AbstractWith the globalization of seed trade and transgenic variety development, the application of molecular technologies for seed quality gained more significance in both the internal and international markets. Besides germination, genetic purity and seed health are the two most important seed quality parameters that determine the planting value of a seed lot. Compared to the conventional methods of testing, molecular marker technologies are more efficient for quality analysis as these are more accurate, robust, abundant, and faster. Among the various markers, simple sequence repeats (SSRs), due to their genome-wide presence, reproducibility, multi-allelic nature, and co-dominant inheritance, have emerged as the best markers, for establishing varietal distinctness, identity, and variety/hybrid seed purity testing. With the advent of the next-generation sequencing (NGS) technology, single nucleotide polymorphic (SNP) markers also became widely popular, and the closest to being an ideal marker besides SSRs, in seed genetic purity testing.
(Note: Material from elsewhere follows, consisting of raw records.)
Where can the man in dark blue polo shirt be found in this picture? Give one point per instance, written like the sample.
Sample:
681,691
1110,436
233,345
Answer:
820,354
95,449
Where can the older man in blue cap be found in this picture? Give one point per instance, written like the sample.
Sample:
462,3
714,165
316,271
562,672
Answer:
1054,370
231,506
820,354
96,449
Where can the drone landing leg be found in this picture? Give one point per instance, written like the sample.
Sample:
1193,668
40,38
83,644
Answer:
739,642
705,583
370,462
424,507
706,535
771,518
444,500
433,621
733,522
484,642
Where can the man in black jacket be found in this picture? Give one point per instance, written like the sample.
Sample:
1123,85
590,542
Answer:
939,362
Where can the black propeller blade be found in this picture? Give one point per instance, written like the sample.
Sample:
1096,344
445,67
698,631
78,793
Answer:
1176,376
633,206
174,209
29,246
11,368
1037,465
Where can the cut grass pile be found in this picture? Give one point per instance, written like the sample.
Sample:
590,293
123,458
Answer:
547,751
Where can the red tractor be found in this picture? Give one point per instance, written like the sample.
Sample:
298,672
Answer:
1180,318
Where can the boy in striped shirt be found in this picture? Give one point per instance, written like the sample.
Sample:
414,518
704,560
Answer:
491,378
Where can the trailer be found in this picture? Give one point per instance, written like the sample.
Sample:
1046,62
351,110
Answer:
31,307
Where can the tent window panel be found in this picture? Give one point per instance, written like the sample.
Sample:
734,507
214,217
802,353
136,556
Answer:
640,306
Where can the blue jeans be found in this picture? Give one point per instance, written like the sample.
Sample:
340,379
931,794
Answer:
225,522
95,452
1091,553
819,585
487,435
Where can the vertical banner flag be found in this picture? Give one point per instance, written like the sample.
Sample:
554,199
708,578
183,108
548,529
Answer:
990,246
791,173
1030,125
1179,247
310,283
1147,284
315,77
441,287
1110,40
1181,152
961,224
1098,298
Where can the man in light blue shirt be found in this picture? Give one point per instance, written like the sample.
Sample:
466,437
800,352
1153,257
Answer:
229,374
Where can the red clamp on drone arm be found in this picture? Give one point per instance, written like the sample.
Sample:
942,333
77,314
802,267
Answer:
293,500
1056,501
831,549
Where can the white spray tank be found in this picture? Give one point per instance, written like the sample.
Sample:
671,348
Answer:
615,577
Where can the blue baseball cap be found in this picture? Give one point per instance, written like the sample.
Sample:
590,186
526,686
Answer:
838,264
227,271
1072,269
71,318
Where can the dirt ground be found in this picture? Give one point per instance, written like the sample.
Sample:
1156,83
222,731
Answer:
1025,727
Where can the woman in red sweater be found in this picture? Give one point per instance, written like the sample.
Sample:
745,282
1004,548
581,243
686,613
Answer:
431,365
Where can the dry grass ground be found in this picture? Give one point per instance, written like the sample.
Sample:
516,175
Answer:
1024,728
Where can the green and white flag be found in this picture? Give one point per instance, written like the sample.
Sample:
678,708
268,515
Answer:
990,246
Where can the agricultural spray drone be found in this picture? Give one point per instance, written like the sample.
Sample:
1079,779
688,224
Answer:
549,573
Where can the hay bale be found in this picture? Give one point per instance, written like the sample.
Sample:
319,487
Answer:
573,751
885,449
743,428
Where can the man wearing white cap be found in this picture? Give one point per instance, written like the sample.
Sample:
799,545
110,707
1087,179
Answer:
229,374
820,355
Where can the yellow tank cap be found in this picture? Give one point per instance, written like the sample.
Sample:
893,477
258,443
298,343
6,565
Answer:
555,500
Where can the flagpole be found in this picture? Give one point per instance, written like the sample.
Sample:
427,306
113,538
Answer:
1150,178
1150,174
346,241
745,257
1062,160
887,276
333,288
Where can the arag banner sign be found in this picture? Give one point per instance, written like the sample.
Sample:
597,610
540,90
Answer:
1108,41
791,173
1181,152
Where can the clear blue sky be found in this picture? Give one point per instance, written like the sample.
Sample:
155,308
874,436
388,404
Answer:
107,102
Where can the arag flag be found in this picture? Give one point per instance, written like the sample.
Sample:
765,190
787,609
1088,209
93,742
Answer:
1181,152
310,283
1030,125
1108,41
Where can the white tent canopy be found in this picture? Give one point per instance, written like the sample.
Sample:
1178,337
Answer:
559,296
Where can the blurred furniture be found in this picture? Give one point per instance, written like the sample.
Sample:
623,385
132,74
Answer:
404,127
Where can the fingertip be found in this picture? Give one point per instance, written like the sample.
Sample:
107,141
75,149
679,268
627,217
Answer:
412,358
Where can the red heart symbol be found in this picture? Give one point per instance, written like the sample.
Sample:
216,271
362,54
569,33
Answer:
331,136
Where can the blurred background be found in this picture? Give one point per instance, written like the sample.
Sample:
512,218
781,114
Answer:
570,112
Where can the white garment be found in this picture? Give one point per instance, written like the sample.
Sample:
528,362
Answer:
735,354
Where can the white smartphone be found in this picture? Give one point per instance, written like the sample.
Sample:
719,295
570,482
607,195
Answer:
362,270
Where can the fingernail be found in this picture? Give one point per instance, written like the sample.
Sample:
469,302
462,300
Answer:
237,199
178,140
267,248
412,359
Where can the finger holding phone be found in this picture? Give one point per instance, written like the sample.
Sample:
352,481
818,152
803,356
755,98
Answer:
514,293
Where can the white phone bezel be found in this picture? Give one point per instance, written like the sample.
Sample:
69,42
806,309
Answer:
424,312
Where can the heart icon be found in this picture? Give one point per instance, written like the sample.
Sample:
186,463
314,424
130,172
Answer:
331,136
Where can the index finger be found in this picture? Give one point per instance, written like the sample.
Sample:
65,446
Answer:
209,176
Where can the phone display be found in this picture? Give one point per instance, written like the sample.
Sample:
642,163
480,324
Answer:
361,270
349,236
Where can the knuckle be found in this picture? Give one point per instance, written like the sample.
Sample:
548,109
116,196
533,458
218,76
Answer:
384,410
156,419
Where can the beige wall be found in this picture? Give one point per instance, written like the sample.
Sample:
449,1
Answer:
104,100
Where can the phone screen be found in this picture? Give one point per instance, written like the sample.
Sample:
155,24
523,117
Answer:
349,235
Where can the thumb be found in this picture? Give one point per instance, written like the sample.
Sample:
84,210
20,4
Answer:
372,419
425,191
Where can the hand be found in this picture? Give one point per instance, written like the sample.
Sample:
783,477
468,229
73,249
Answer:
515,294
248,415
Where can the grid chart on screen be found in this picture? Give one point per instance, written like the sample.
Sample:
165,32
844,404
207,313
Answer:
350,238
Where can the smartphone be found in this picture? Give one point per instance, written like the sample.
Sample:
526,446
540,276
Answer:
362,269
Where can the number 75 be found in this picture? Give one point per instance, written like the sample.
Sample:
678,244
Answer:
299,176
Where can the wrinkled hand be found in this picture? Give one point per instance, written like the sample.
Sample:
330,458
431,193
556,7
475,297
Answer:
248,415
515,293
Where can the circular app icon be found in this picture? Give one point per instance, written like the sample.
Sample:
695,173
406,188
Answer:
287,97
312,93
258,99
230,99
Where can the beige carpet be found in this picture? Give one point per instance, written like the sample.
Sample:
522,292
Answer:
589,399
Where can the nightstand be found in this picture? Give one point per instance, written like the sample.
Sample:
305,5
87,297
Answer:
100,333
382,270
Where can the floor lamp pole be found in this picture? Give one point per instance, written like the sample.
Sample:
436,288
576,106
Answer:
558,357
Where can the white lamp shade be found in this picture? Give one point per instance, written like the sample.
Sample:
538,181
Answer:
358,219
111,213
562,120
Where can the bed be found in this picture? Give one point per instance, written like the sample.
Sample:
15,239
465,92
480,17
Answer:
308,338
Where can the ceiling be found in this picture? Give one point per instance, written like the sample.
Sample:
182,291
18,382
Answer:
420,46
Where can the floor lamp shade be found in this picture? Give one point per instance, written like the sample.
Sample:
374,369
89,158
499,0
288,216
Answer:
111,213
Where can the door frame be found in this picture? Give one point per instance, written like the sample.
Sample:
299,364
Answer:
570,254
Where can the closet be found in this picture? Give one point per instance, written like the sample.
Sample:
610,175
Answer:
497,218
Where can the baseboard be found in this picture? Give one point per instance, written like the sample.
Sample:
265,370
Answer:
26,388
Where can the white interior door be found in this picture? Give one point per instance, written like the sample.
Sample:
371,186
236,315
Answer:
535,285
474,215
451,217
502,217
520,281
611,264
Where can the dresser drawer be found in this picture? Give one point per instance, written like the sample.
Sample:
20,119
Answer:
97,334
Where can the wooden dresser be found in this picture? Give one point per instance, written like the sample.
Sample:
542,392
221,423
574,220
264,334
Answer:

With large-scale GM crop cultivation, testing for the adventitious presence and trait purity are two added components of seed quality testing. The methods of GM seed quality testing include DNA-based (conventional and real-time PCR), protein-based (lateral flow test and ELISA), and bioassay-based technologies. DNA-based methods including PCR/real-time PCR assays have been successfully employed to detect the adventitious presence of transgenic seeds in seed trade especially at international level, as well as in the national gene banks for germplasm conservation. ISTA plays a prominent role in international harmonization and providing universal guidelines on use of different methods to detect GM seeds. The BMT group of UPOV and the Working Group on DNA Methods of the Variety Committee of ISTA, work in tandem to standardize suitable molecular techniques for establishing variety identity and purity testing, respectively. In the area of seed health testing also, molecular detection assays such as, PCR (nested PCR, multiplex PCR, real-time PCR), loop-mediated isothermal amplification (LAMP), and DNA microarray with many advantages over the conventional assays have been proven highly useful. However, there is a need to validate the usefulness of molecular markers through stringent multi-laboratory tests for their reproducibility before recommending them in routine seed purity and health testing.